If you have read any article about the transportation industry in the past few years, there is a high chance you have heard about a trucker shortage. Even the American Trucking Association (ATA) has been on record to say that there are not enough people hauling freight.
“Over the past 15 years, we’ve watched the shortage rise and fall with economic trends, but it ballooned last year to the highest level we’ve seen to date,” said ATA Chief Economist Bob Costello. “The combination of a surging freight economy and carriers’ need for qualified drivers could severely disrupt the supply chain. The increase in the driver shortage should be a warning to carriers, shippers and policymakers because if conditions don’t change substantively, our industry could be short just over 100,000 drivers in five years and 160,000 drivers in 2028.”
People from all angles have been working to solve this shortage, from offering paid CDL training to passing new laws to expand the workforce base of truckers. Ultimately, there is no true trucker shortage, and this can be attributed to the most basic principle of economics.
Supply, Demand, Price
Any high school or college economics class can tell you the single rule that drives all economic activity: supply, demand, and price are all linked to one another.

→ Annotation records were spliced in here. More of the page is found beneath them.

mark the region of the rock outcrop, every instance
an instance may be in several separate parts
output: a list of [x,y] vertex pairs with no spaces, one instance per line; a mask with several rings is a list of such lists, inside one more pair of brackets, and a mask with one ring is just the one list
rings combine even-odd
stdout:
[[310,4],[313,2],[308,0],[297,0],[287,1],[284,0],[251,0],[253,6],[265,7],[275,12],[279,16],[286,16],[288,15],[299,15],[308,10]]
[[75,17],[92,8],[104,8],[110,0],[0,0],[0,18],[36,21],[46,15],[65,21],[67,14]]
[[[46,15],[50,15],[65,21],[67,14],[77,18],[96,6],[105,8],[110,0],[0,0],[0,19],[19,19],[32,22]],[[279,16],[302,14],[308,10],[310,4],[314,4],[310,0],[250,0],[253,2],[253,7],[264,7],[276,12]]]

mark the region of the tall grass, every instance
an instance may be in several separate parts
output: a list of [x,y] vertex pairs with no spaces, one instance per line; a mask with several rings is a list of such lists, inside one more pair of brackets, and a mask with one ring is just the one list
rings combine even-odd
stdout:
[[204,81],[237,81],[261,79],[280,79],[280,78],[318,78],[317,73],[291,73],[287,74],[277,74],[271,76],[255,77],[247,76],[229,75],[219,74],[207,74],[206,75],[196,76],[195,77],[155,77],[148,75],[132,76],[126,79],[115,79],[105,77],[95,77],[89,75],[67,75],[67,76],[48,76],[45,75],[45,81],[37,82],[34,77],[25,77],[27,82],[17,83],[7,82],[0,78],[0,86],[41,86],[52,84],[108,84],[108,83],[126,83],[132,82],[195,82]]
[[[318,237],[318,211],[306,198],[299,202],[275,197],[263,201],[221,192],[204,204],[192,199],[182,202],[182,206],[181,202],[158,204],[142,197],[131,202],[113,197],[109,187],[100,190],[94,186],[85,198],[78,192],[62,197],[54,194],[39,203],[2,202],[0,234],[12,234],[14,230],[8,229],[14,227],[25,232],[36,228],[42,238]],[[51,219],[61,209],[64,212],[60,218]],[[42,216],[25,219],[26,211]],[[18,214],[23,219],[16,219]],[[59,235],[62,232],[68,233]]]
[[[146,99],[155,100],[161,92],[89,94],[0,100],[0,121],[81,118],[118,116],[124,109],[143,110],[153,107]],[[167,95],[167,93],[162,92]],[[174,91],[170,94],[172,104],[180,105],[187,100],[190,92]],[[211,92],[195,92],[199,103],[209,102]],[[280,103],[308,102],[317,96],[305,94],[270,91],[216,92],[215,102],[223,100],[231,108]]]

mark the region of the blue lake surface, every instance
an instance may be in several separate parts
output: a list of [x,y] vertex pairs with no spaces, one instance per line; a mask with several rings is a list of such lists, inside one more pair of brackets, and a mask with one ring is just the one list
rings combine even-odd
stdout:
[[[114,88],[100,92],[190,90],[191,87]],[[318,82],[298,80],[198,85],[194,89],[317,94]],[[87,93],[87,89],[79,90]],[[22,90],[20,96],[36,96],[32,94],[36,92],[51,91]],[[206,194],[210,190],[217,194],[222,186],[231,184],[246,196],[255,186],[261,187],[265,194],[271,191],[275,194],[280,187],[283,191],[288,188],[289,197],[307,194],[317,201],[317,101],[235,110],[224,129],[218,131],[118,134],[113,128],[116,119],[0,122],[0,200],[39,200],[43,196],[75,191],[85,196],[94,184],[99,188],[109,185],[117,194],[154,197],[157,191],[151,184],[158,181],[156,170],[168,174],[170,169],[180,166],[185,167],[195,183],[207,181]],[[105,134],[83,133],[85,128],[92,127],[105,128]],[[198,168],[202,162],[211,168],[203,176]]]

- An increase in supply will decrease the price, due to competition from suppliers offering the same product and wanting to be the one who offers the transaction.
- An increase in demand will increase the price, due to competition from purchasers wanting to be the one who obtains the product.
- An increase in price, which can result from factors such as government intervention such as taxes and price floors, increases supply and/or decreases demand.
To apply these economic concepts to the world of trucking, pretend there is a logging company that needs its redwood shipped. As the logging company offers more per mile (price), more truckers will enter the market hoping to cash in on the gold-rush (supply). As trucking companies exit the market due to it no longer being financially viable for them (supply), this redwood will need to increase the rate per mile (price) if they want to keep the amount of supplies hauled (demand) steady. The redwood logging company can also keep prices the same and ship less redwood (demand).
It is an intricate balancing act of the three factors. News outlets like to call it a shortage of truckers, but never seem to want to call it a deficit in rate per mile or an excess of demand. Why is this? Why are truckers blamed for not pulling enough weight if they are simply not being paid the appropriate amount to do so? It makes you think.
The trucker shortage is a term coined to shift blame. It makes it seem like truckers are selfish for not wanting to drive at current rates instead of saying that companies needing things shipped are selfish for not offering an appropriate rate.
According to the DAT, trucking rates have increased over the past five years but have stayed relatively steady the in past three. Writing about this for Overdrive, owner-operator Jeffery Hanson says that his cost per mile is $1.68. The amount he actually makes driving per mile is whatever rate he gets, less his cost. If current dry van rates are approximately $1.80 per mile, Hanson makes 12 cents per mile for dry van, and frankly finds that as a dismal motivation to even get out of bed in the morning. Naturally, he may prefer to go for flatbed or reefer where the rates are more favorable, but even then making 43 or 46 cents per mile, he might as well just become a company driver.
If the country wants to stop the dearth of freight hauling, there are a myriad of solutions. Congress can lower the age limit required to haul across state lines (as it is doing), engine builders can increase fuel efficiency to reduce the cost per mile, or technology companies can continue working to automate commercial trucks and make the barrier of entry for driving a big rig lower. But in the end, no solution is as simple as the companies needing their products shipped offering more money per mile to the truck drivers that help their business thrive. To place the blame entirely on the supply side is to ignore the most basic law of economics: supply and demand.